The current world’s fair, with the theme “Feeding the Planet, Energy for Life,” shines a bright light on its host Milan. Besides taking the opportunity to spruce up the city, Milan is building an alliance of world cities to develop policies and practices in support of a more equitable and sustainable local food system.
More than 40 cities have already signed on for the program, The Urban Food Policy Pact, which advocates and coordinates an international protocol to guide cities’ food policies based on principles of sustainability and social justice. This will be a main feature of the cities summit at the Expo on the World Food Day on October 16.
Whether the initiative will deliver any substantive impact is too early to tell. The last World Expo in 2010 produced the Shanghai Declaration on urban development. It doesn’t seem to have translated into any significant concrete action.
Nevertheless, the growing role of global cities on the world stage is unmistakable. These vibrant cities not only shape international perspectives of the countries they represent, but more importantly are beginning to tackle global challenges from climate change and immigration, to the health and well-being of our citizens.
As Ivo Daalder, president of the Chicago Council on Global Affairs, recently wrote, “While not sovereign, global cities are increasingly independent—driving policies that stimulate wider change.”
The potential and role of cities in diplomacy and international affairs has inspired academic debate and research attention. A few years ago, I published a paper examining the role of sub-national actors in global engagement and public diplomacy. The questions I raised in the paper include: Can public diplomacy still be primarily performed by the nation-state? Should such a function be shared with other social institutions, such as sub-national actors? If so, what are the roles of sub-national actors in managing international relationships and interactions? Are certain modes of engagement more appropriate and effective at the local level than at the national level?
...The growing role of global cities on the world stage is unmistakable.

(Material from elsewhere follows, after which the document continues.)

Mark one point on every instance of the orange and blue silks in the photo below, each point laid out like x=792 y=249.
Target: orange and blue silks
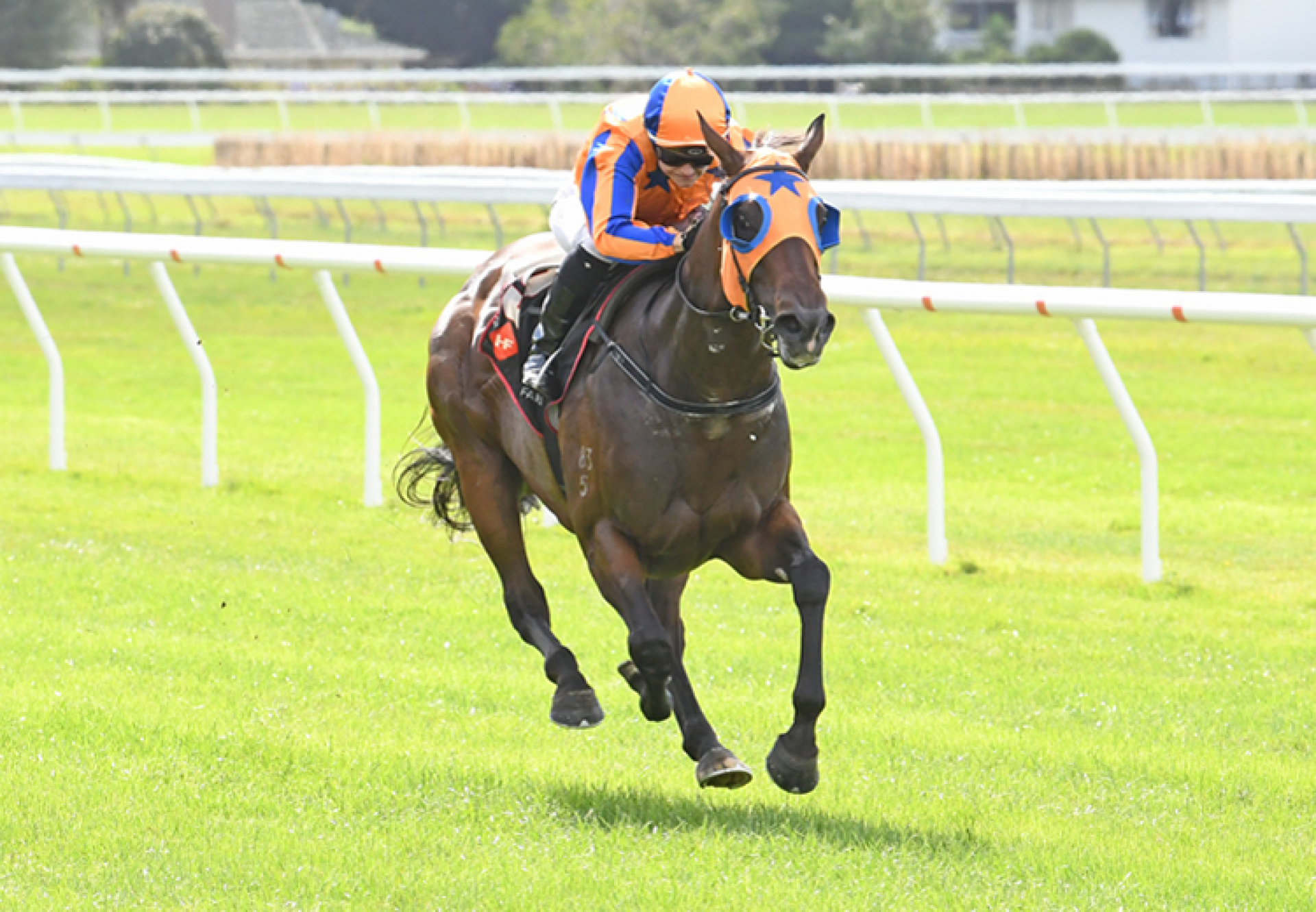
x=628 y=201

These vibrant cities not only shape international perspectives of the countries they represent, but more importantly are beginning to tackle global challenges from climate change and immigration, to the health and well-being of our citizens.
There is general agreement that cities have both the interest and capacity to play a bigger role in global affairs. At issue is what role(s) they can and ought to play. This is also an important empirical challenge for researchers in terms of documenting and explaining the role types and their impact. Potential roles could span from awareness raising, agenda building and norm-setting, to institution building and structural changes in certain issue domains, such as urban food policy in the Milan case. Are these new roles for cities to take on or simply improved, expanded roles based on existing roles? Are they replacing roles traditionally played by other (national) actors, or are they sharing roles with other actors? The Milan project may provide an illustrative case for analyzing these complex, unfolding dynamics.
Indeed, contemporary soft power is increasingly generated and exercised from bottom-up rather than through a top-down model in an earlier era. City diplomacy embodies the broadening of the public diplomacy landscape.